Angelica began to bustle, to take their minds off it. ‘Now, then, who’s first? It’s Trina and Chloe, isn’t it, for “Lady Marmalade”?’ She began lining them up in pairs. ‘And then Baxter and Peggy, for your wonderful foxtrot, and then all my Armstrongs for the waltz, and then the lovely big finish . . .’
She turned to Katie and Ross and smiled. ‘You two are going to steal the show. Ready?’

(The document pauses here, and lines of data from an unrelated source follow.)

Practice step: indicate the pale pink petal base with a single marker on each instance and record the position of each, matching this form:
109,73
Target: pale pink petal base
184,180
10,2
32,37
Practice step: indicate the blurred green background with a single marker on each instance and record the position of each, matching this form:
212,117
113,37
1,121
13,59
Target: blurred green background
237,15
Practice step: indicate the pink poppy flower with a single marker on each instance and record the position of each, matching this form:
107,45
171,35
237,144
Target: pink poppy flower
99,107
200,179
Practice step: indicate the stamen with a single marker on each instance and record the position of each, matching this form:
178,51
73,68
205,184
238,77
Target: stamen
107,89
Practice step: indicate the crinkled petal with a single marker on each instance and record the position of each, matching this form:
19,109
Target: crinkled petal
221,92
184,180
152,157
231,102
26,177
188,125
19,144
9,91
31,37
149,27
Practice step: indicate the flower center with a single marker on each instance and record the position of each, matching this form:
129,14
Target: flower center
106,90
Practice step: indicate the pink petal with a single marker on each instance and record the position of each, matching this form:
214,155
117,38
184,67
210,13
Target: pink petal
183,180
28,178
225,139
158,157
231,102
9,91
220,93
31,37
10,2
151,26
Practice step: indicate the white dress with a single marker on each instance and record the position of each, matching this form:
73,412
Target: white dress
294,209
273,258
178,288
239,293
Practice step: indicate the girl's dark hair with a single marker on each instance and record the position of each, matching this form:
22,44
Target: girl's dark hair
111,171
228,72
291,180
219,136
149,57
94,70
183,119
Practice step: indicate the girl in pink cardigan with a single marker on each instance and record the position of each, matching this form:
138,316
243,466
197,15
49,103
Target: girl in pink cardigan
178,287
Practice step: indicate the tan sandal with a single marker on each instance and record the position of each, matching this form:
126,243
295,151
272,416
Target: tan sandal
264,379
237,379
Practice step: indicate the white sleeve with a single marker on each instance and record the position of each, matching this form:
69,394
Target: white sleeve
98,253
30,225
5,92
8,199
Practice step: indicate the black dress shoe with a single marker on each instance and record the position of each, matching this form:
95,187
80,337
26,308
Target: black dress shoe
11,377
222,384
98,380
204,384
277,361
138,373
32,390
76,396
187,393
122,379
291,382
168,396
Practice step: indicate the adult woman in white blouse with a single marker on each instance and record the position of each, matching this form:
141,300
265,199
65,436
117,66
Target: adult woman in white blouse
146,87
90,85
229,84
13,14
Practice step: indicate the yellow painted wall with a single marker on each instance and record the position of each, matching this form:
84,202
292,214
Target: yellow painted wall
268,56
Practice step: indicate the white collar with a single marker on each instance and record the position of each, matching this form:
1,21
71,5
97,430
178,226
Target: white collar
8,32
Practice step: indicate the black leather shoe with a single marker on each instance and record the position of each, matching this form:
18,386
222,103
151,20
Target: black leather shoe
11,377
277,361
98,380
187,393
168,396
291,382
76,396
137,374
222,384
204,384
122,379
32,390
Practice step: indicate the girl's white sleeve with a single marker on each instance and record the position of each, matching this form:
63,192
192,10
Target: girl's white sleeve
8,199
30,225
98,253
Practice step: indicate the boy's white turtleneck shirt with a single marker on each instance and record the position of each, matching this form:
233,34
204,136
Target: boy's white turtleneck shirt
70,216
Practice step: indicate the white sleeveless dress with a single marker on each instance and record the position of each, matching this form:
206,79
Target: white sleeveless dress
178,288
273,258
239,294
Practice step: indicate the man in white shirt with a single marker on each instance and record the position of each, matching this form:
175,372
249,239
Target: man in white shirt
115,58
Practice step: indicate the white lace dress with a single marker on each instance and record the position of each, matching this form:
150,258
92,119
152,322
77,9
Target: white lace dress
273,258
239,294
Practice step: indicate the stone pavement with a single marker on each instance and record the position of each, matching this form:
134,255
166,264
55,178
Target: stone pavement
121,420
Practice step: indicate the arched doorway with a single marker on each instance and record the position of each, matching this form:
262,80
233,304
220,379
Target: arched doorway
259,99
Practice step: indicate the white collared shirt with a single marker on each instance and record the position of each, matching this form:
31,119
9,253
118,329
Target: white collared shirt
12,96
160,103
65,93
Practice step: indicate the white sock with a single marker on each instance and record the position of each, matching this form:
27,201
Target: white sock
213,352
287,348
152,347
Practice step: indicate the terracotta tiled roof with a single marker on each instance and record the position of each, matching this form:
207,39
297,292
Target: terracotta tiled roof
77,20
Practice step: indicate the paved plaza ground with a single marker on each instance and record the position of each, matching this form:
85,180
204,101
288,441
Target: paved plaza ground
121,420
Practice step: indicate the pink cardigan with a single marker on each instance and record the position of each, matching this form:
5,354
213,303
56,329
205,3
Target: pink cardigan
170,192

Ross squeezed Katie’s hand and answered for both of them. ‘Can’t wait.’
Angelica stepped out onto the stage and took the microphone. It was an old-fashioned flat one, like a carpet beater, and as she looked out from behind it into a sea of black and white suits, mingled with shimmering sugared-almond frocks, time seemed to shiver in front of her. The flushed faces lifted up to her, pink with effort and pleasure, didn’t look modern, and with the vintage curled hair, and red lipstick on every woman’s mouth, it could have been a black and white photo come to life, as if the old ghostly dancers of the Hall had slipped back amongst the living, unable to resist a live band and a party atmosphere.
A ripple of applause greeted her appearance and she had to flap her hands to make it stop.
‘Ladies and gentlemen,’ she said, her voice ringing confidently through the Hall. ‘It gives me more honour than I can possibly express, to present to you tonight, the Angelica Andrews School of Dance!’
She stepped back as the band swung into the irresistible swagger of ‘Lady Marmalade’, and Trina and Chloe sashayed on to the floor, taking it in scrupulous turn to dance the lead, as they twirled in almost perfect time. Trina and Chloe could have spent their lives on a Vegas stage, not in a Midlands tax office, as they tossed their hair like showgirls, strutting and posing and flicking out their hips, until the whole room was clapping along with them.
No sooner had they run through their routine than the music changed into ‘Night and Day’ and Baxter and Peggy strode out on to the floor, their joined hands held high so Peggy’s floating chiffon sleeves could catch the air and trail elegantly behind her.
Peggy still looked like a pepperpot, thought Katie, peering through the doors, but a beautifully self-assured pepperpot in a midnight-blue dress glittering with thousands of hand-stitched stones that must have come from her old dancing wardrobe.
Bridget was watching too, but she wasn’t seeing Peggy the old lady any more. She’d had a conversation with Peggy, just before they went on, which left her unable to see anything other than Peggy the young dancer of sixty years ago, when she was still a teenager.
They had been putting the final touches to their make-up in the ladies’ loos, or rather, Lauren had been fussing about affectionately, adding ‘a little something’ to Bridget’s basic mascara and blush. Bridget was busy trying to tone the results down so Frank wouldn’t have a heart attack.
‘You’re very lucky to have a daughter,’ Peggy had said, when Lauren had dashed off, and Bridget was surprised by the wobble in her voice.
‘I am,’ she agreed. ‘Especially after two lads. Lauren’s always been my baby girl.’ She dabbed at her lipstick. ‘You and Baxter have sons, don’t you?’
‘We do. Graeme and Ray.’ Peggy pressed her lips together. ‘But I had a little girl too.’
Bridget turned slowly from the mirror. She’d never heard anything about a daughter before, and Baxter was more forthcoming about his sons (and their sporting achievements) than Peggy was. In fact, this was more conversation than she’d ever had with quiet Peggy. She got the feeling that she had to get something off her chest. People often got things off their chest with her, usually at parents’ meetings.